Hoosiers should be prepared for a bigger bill for their Thanksgiving meal at the grocery store this year. According to Indiana Farm Bureau’s annual Thanksgiving market basket survey, the average cost for a Thanksgiving dinner for 10 this year, including 12 traditional food items, is $50.88. That’s about 9 percent more than Hoosiers paid last year.
The INFB Thanksgiving market basket survey was conducted by 37 volunteer shoppers in Indiana who collected prices on specific food items from one of their local grocery stores. Volunteer shoppers are asked to look for the best possible prices, without taking advantage of special promotional coupons or purchase deals.
The market basket price of $50.88 includes a 16-pound turkey, the ingredients for stuffing and a pumpkin pie, sweet potatoes, rolls, peas, a carrot and celery veggie tray, whole milk, cranberries and miscellaneous baking items such as eggs, sugar and butter.
While some items on the holiday shopping list are looking to be more affordable this year, the main factor in the overall price increase was the 16-pound turkey, being the most expensive item on the list, which is averaging about $3 more this year. Stuffing, pumpkin pie filling and the veggie tray will also cost you a bit more this year.
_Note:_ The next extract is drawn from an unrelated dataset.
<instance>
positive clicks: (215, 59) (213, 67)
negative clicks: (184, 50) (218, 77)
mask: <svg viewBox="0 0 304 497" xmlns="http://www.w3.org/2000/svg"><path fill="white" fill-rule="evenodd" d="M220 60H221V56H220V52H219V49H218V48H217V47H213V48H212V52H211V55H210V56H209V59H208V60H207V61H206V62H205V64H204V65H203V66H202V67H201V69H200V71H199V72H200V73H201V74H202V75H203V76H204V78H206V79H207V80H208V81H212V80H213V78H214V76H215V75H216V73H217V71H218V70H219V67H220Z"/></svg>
Despite the modest increase in Indiana, consumers continue to see affordable prices for turkey this year, due to its large inventory across the country. Indiana has a lot to do with that, since our state ranks fourth in the nation in turkey production. Turkeys also consume about 15 percent of all soybean meal fed to livestock in Indiana, so they’re great for our state’s economy.
INFB’s survey is part of a national survey coordinated annually by the American Farm Bureau Federation. A total of 141 volunteer shoppers in 39 states participated this year. While Indiana’s average meal price increased this year, the national average meal cost decreased.
Shoppers with an eye for bargains in all areas of the country should be able to purchase individual menu items at prices comparable to the Farm Bureau survey averages. Another option for busy families without a lot of time to cook, such as the many farmers still completing this year’s harvest, is ready-to-eat Thanksgiving meals for up to 10 people, with all the trimmings, which are available at many supermarkets.